Khliebnikov se taisait, assis gauchement, les jambes allongées dans une pose peu naturelle. Sa tête retombait peu à peu sur sa poitrine par mouvements imperceptibles. Un son rauque et bref répondit encore au sous-lieutenant, qui se sentit de nouveau accablé d’une atroce angoisse.

— Tu voulais t’enfuir ? Mets donc ta casquette. Ensuite, Khliebnikov, en ce moment je ne te parle pas en chef ; moi-même, je suis malheureux, solitaire, exténué. Tu es à bout de forces. Tu souffres. Parle-moi donc franchement. Peut-être voulais-tu te tuer ? — demanda Romachov en un murmure sans suite.
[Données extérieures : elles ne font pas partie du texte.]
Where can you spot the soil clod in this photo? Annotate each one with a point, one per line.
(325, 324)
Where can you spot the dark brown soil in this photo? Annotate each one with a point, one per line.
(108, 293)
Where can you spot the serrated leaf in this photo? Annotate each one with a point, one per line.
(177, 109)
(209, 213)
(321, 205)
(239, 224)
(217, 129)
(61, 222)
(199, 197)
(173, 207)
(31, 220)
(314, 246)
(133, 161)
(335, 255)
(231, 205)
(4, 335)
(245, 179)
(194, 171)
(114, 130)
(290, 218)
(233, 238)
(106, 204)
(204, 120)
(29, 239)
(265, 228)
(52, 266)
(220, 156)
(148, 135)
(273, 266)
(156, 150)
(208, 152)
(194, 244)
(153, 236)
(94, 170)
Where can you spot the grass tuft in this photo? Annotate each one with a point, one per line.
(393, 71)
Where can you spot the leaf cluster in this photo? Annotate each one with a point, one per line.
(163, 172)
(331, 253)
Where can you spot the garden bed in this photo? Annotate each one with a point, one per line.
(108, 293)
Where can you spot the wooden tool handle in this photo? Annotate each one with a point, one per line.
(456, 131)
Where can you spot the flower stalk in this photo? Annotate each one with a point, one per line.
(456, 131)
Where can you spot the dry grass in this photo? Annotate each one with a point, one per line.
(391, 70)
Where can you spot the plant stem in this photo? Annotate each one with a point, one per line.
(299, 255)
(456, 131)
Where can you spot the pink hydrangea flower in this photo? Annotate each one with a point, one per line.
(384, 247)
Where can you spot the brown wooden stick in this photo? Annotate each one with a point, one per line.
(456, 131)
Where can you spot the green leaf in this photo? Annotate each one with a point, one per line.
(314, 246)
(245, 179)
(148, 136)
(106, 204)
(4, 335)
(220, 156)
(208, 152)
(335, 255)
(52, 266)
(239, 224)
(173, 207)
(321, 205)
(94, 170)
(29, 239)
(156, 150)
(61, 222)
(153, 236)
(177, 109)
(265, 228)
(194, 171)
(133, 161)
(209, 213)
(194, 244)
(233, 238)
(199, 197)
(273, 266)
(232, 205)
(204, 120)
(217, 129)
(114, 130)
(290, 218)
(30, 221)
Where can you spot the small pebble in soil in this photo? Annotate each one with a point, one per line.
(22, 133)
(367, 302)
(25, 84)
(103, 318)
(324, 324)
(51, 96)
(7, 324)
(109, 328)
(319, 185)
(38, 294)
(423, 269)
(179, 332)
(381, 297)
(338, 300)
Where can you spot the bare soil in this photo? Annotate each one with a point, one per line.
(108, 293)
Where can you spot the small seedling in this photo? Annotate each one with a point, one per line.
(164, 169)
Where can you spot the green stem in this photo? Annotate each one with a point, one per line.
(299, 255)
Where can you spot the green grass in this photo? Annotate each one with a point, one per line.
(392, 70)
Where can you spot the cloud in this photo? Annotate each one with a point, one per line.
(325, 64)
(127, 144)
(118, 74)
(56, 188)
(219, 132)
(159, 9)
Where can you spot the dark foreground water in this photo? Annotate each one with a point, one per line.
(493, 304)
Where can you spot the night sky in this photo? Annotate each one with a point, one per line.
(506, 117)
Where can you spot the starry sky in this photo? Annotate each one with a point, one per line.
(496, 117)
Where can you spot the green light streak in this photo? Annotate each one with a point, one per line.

Un grouillement se fit entendre dans la gorge de Khliebnikov, mais il continuait à se taire. Romachov s’aperçut que le soldat était secoué d’un tremblement très vif, il hochait la tête et ses mâchoires se heurtaient dans un léger craquement. L’officier eut peur. Cette nuit fiévreuse et sans sommeil, le sentiment d’isolement, la lumière égale, mate de la lune, l’abîme noir que le déblai du chemin de fer ouvrait à ses pieds et enfin, auprès de lui, le soldat silencieux hébété de coups lui donnaient l’impression d’un cauchemar absurde, semblable à ceux qui hantèrent probablement le sommeil des hommes aux derniers jours du monde. Mais soudain une compassion infinie envahit son âme. Et considérant son chagrin comme une futilité en comparaison de ce pauvre être aux abois, Romachov enlaça tendrement Khliebnikov, l’attira sur sa poitrine et lui dit avec une chaude conviction :

— Khliebnikov, tu te sens mal ? Moi aussi, je ne suis pas bien, mon pauvre ami, moi aussi, crois-moi. Je ne comprends rien à ce qui se passe. Le monde entier me semble absurde, cruel, insensé ! Mais il faut se résigner, mon ami… il faut se résigner… C’est nécessaire.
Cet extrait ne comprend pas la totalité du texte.